A moss covered tree stump is home to many a Rosthwaite resident.

Views towards a tree covered Castle Crag.

River Derwent stepping stones.

New Bridge.
After last Decembers storms New Bridge was closed off until it had been inspected by the local Authorities and by the looks of it I think it's back open again having passed inspection.

Castle Crag summit.

After crossing New Bridge I followed the River Derwent first passing my Lingy Bank descent route before continuing towards the steep ascent through the trees, the path is quite steep from the start but rises quickly towards a familiar wooden sty directly below the slate zig zags, by the time I reached the sty a minute break was in order.

Just ahead a woman with a small Terrier starts her ascent through the zig zags stopping as one chap asked about her dog, I pass with hi's first passing the slate art found just below the summit before emerging through the trees as wide open views over Derwent Water and beyond open out before me.

Derwent Water, Skiddaw and Blencathra from Castle Crag summit.

And here's a close up with Grange in the foreground.
I left the woman taking in the views and reading the Memorial Plaque before starting my descent via the slate ziz zags which is where I bumped into the family again who I had overheard them talking about heading to Castle Crag next, I'm not sure which route they took and with them having a good fifteen minutes on me I didn't expect to see them arriving at the summit now, I can only assume they stopped off somewhere along the way or I've got legs like Usain Bolt.

Descending Lingy Bank into the Jaws of Borrowdale.

Eagle Crag and Greenup Edge from Stonethwaite.

After descending Lingy Bank with heart warming views over the Borrowdale Valley I retraced my route alongside the River Derwent passing families and fell runners along the way. Close to Rosthwaite a Dry Stone Waller repairs the top section of a stone wall that accompanies the path back to Rosthwaite, he is chatting to another local both with strong Cumbrian accents so much so I struggle to pick up some of the words, we smile and nod nevertheless as I pass before arriving back at the Tea Rooms where around the side, walkers and tourists enjoy tea and cake under a warm afternoon sun.

I turn right at the junction and head back to Stonethwaite passing the Scafell Hotel along the way as a gang of motor cyclists riding Choppers and Harley Davidsons slowly ride through yet as Impressive as those bikes were, they did disturb the afternoon silence but were soon on there way followed by an open top bus who thankfully gave me a wide berth along the narrow lane. With views of Rosthwaite Fell and Thornythwaite Fell I turn left and head towards the Stonethwaite village first passing Borrowdale C.E Primary school where children play on a running field at the side of the school, an old chap passes me riding a road bike but he doesn't make eye contact and returns five minutes later and does the same.
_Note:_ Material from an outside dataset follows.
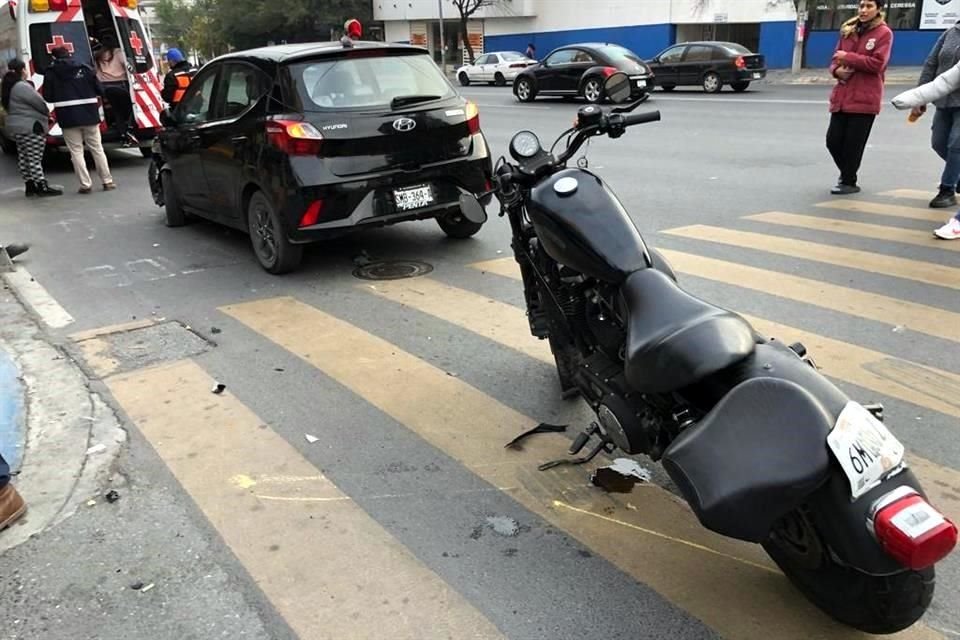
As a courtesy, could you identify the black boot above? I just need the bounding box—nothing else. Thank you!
[930,186,957,209]
[37,180,63,198]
Ahead views over my first summit of the day start to open out below Stonethwaite and I tell myself to return to the same spot as I had this morning if only to reflect on what a great day I had had, it's hard to believe that on this spot eight hours earlier I could only just make out the outlines of Eagle Crag while now the only memory I have of that views is a carrier bag full of wet waterproofs.